371 F.3d 1275 (10th Cir. 2004), 02-5076, Green Country Food Market, Inc. v. Bottling Group, LLC
|Citation:||371 F.3d 1275|
|Party Name:||GREEN COUNTRY FOOD MARKET, INC., d/b/a Collinsville IGA; Green Country Food Market No. 3, Inc., d/b/a Harvest Fine Foods No. 3; Green Country Food Market No. 4, Inc., d/b/a Harvest Find Foods No. 4; Green Country Food Market No. 5, Inc., d/b/a Harvest Fine Foods No. 5; Green Country Food Market No. 6, Inc., d/b/a Cushing IGA; Brissa, Inc., d/b/a Fo|
|Case Date:||June 22, 2004|
|Court:||United States Courts of Appeals, Court of Appeals for the Tenth Circuit|
[Copyrighted Material Omitted]
Keith A. Ward (Nancy C. Curtis with him on the briefs) Richardson, Stoops, Richardson & Ward, Tulsa, OK, for Plaintiffs-Appellants.

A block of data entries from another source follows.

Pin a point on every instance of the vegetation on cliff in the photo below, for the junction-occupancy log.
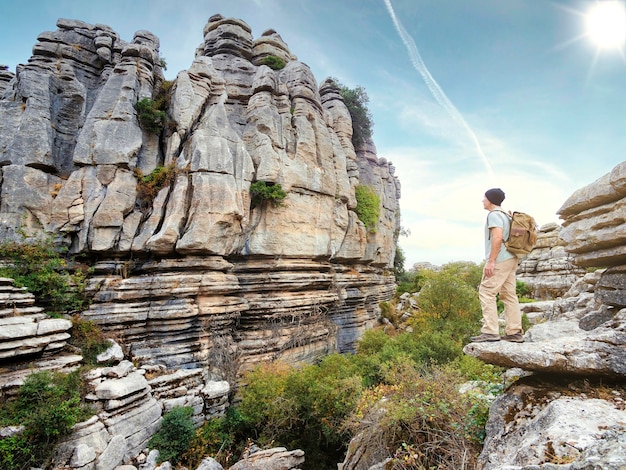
(274, 62)
(57, 283)
(415, 368)
(47, 405)
(356, 100)
(367, 206)
(270, 193)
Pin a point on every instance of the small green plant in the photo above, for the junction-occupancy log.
(262, 192)
(40, 267)
(522, 290)
(273, 62)
(47, 405)
(223, 438)
(88, 336)
(150, 116)
(148, 186)
(175, 434)
(356, 100)
(367, 206)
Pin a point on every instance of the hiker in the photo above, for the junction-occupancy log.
(498, 275)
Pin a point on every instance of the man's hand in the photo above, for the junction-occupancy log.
(496, 244)
(490, 268)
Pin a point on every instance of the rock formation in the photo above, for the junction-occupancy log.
(572, 411)
(548, 270)
(193, 280)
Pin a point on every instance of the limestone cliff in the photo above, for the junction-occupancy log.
(195, 275)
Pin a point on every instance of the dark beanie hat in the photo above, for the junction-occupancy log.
(495, 196)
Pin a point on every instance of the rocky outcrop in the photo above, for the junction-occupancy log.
(29, 339)
(195, 272)
(548, 271)
(593, 220)
(195, 282)
(571, 414)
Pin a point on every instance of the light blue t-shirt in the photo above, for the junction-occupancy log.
(500, 219)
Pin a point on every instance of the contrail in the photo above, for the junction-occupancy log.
(433, 86)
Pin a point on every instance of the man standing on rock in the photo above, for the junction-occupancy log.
(498, 275)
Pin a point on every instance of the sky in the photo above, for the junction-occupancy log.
(465, 95)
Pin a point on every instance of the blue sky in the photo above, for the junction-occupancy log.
(465, 94)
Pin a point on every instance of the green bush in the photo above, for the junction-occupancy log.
(88, 337)
(423, 419)
(223, 438)
(367, 206)
(262, 192)
(398, 263)
(150, 116)
(47, 405)
(148, 186)
(40, 267)
(273, 62)
(356, 100)
(303, 408)
(175, 434)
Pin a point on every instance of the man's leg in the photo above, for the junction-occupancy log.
(489, 287)
(508, 295)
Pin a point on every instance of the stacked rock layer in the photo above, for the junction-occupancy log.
(192, 274)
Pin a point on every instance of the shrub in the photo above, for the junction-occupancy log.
(262, 192)
(303, 408)
(522, 290)
(175, 434)
(422, 419)
(148, 186)
(398, 263)
(273, 62)
(47, 405)
(150, 116)
(367, 206)
(356, 100)
(39, 266)
(222, 438)
(447, 302)
(87, 336)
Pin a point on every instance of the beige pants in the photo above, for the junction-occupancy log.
(503, 283)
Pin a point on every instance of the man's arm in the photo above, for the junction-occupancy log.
(496, 245)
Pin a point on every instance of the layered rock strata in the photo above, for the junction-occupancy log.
(194, 275)
(195, 281)
(29, 339)
(548, 271)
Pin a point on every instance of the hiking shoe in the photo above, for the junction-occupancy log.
(484, 337)
(514, 338)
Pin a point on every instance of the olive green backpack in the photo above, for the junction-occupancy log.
(522, 235)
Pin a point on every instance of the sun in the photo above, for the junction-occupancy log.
(606, 24)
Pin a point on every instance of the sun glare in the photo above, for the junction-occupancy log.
(606, 24)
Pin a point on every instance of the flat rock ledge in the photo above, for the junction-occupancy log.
(599, 352)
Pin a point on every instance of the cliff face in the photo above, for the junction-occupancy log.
(195, 275)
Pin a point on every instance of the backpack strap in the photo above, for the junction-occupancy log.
(507, 216)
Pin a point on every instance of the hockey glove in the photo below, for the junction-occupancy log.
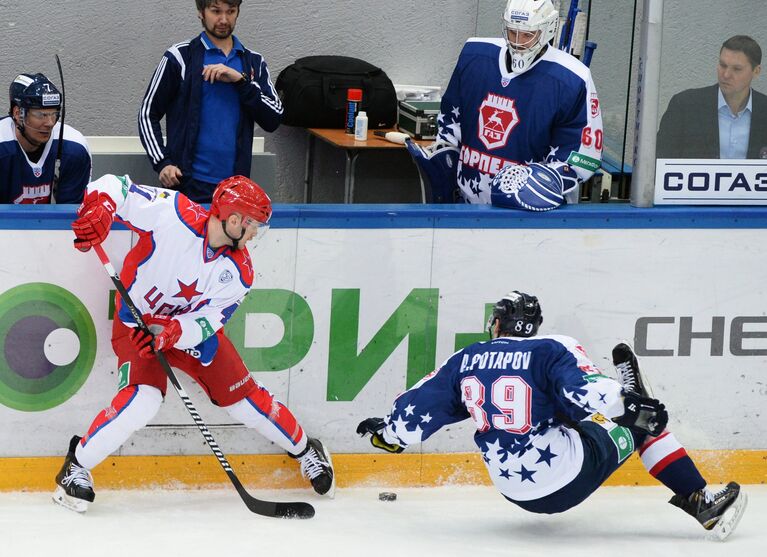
(375, 427)
(163, 333)
(95, 217)
(647, 414)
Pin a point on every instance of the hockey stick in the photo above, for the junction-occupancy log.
(57, 162)
(265, 508)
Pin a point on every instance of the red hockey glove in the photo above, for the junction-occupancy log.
(95, 219)
(164, 333)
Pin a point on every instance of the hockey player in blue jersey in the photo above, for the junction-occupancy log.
(29, 147)
(519, 110)
(550, 426)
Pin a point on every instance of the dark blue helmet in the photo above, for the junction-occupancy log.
(34, 91)
(519, 315)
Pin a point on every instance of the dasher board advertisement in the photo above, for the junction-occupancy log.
(711, 182)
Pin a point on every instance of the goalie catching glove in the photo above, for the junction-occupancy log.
(163, 333)
(533, 187)
(375, 427)
(95, 217)
(647, 414)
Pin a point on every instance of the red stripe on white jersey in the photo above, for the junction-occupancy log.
(660, 452)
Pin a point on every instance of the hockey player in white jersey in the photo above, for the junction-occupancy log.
(550, 426)
(520, 123)
(187, 274)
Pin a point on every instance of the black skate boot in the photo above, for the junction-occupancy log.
(75, 484)
(317, 466)
(627, 366)
(718, 512)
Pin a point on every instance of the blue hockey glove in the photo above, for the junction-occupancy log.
(647, 414)
(375, 427)
(437, 165)
(533, 187)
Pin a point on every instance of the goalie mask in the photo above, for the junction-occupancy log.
(528, 26)
(243, 196)
(519, 315)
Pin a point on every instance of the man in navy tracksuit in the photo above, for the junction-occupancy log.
(211, 90)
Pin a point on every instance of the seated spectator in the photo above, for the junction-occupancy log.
(723, 121)
(30, 151)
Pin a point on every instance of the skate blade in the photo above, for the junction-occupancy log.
(729, 520)
(60, 497)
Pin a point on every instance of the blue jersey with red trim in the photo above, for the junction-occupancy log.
(25, 182)
(494, 117)
(520, 393)
(172, 269)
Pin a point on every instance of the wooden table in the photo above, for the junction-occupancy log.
(352, 149)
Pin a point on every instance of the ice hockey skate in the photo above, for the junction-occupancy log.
(627, 366)
(317, 466)
(718, 512)
(75, 484)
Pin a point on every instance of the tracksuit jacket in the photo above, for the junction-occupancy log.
(175, 91)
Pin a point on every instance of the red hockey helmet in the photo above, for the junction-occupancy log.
(242, 195)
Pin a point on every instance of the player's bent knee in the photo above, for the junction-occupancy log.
(143, 403)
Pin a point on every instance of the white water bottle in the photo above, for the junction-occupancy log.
(361, 127)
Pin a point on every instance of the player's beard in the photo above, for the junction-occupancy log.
(221, 32)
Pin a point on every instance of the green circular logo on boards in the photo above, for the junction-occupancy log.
(48, 346)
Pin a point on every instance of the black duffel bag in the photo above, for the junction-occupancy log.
(313, 92)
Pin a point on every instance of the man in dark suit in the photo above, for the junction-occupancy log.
(723, 121)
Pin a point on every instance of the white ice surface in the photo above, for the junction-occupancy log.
(448, 521)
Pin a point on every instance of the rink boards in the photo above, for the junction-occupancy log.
(353, 305)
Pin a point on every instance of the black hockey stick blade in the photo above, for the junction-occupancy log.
(277, 510)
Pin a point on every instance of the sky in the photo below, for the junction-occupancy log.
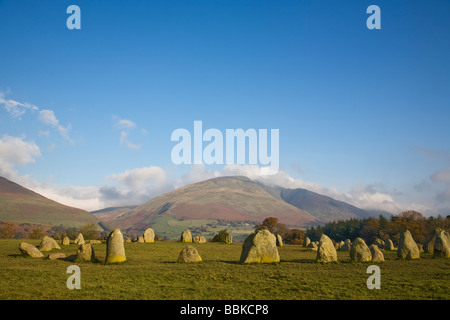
(86, 115)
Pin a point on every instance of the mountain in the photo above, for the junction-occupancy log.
(324, 208)
(18, 204)
(225, 198)
(108, 215)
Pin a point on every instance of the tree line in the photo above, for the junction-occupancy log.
(421, 228)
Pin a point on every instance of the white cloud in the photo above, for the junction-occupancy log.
(135, 178)
(17, 109)
(14, 108)
(126, 126)
(48, 117)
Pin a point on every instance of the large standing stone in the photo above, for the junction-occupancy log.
(360, 252)
(407, 247)
(389, 245)
(442, 245)
(377, 255)
(379, 243)
(346, 246)
(79, 239)
(279, 241)
(65, 241)
(260, 247)
(429, 247)
(189, 254)
(312, 246)
(30, 250)
(48, 244)
(115, 250)
(149, 235)
(326, 251)
(306, 242)
(186, 236)
(86, 252)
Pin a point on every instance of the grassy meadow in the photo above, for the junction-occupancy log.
(151, 272)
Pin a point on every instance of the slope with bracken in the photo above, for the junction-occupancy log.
(225, 198)
(18, 204)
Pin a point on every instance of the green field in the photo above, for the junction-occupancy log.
(152, 272)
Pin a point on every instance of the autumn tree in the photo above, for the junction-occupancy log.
(8, 231)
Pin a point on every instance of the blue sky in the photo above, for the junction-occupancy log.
(363, 114)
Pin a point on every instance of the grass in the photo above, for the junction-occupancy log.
(151, 272)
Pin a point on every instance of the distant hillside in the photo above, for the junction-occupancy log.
(322, 207)
(108, 215)
(18, 204)
(225, 198)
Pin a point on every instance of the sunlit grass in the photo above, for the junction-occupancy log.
(151, 272)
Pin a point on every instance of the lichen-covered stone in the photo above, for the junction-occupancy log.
(407, 247)
(149, 235)
(279, 241)
(86, 252)
(441, 247)
(115, 250)
(48, 244)
(30, 250)
(389, 245)
(346, 246)
(326, 252)
(360, 252)
(377, 255)
(79, 239)
(260, 247)
(189, 254)
(186, 236)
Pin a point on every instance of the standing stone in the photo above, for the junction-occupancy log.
(326, 252)
(429, 248)
(56, 256)
(312, 246)
(115, 251)
(86, 252)
(377, 255)
(407, 247)
(79, 239)
(306, 242)
(186, 236)
(149, 235)
(30, 250)
(379, 243)
(279, 241)
(441, 247)
(346, 246)
(360, 252)
(189, 254)
(389, 245)
(48, 244)
(260, 247)
(65, 241)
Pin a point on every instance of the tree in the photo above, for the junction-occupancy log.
(8, 231)
(221, 236)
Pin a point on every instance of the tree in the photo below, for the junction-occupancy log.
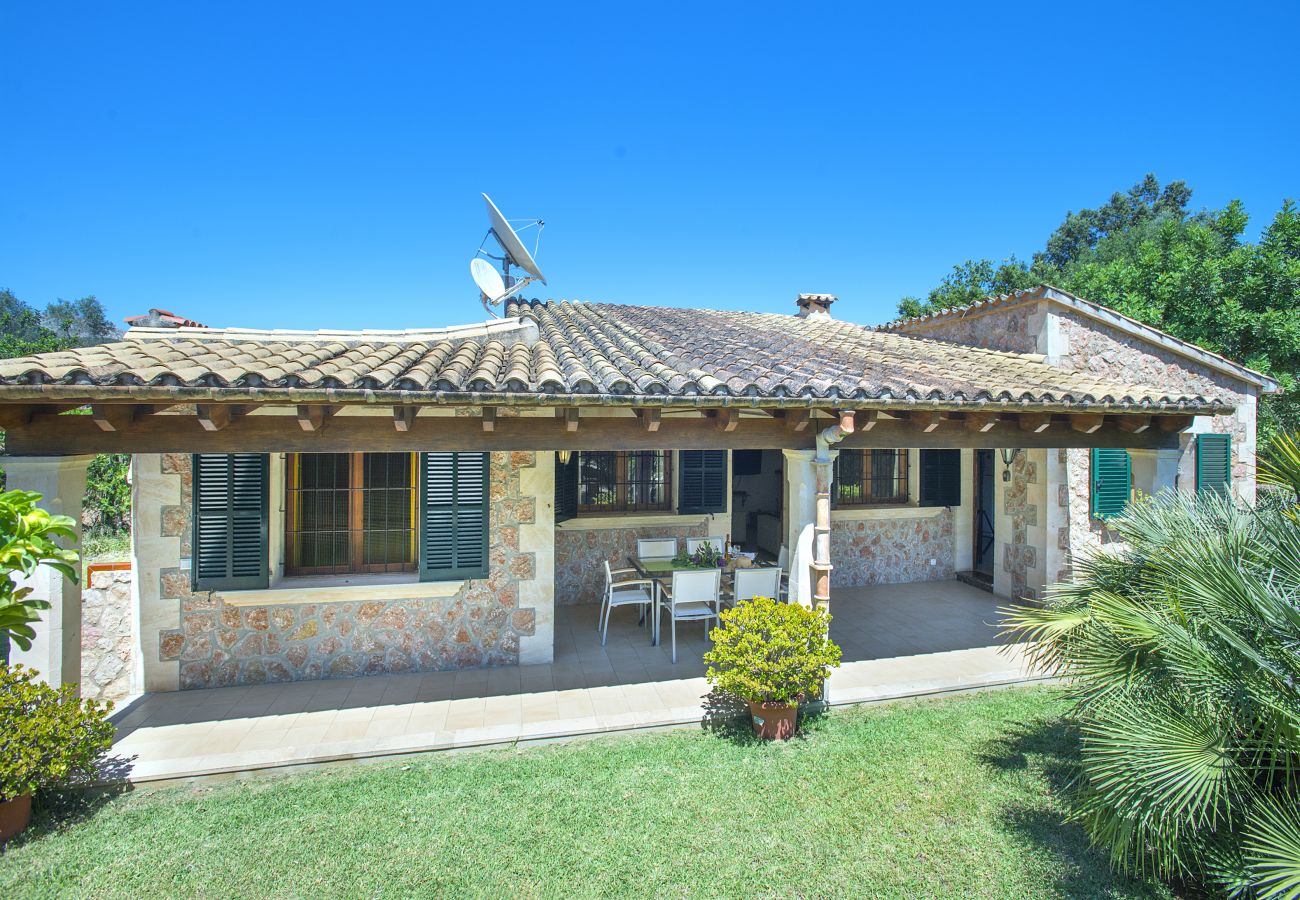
(1194, 276)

Jon E. Brightmire (James P. McCann and R. Charles Wilkin III, with him on the brief) Doerner, Saunders, Daniel & Anderson, L.L.P., Tulsa, OK, for Defendants-Appellees.
Before EBEL, BALDOCK, and KELLY, Circuit Judges.
EBEL, Circuit Judge.
Plaintiffs, retail grocery stores operating in the Tulsa, Oklahoma area, brought this diversity action under the Oklahoma Antitrust Reform Act against their local distributor of Pepsi and affiliated beverage products and its holding company ("Bottling Group" and "Holdings"). Plaintiffs alleged that Bottling Group unlawfully discontinued sales to Plaintiffs in response to a price discrimination lawsuit Plaintiffs had previously brought against Bottling Group's predecessor-in-interest. The district court granted summary judgment in favor of Bottling Group and Holdings. On appeal, Plaintiffs primarily challenge the district court's definition of the relevant product market. We exercise jurisdiction pursuant to 28 U.S.C. § 1291 and AFFIRM.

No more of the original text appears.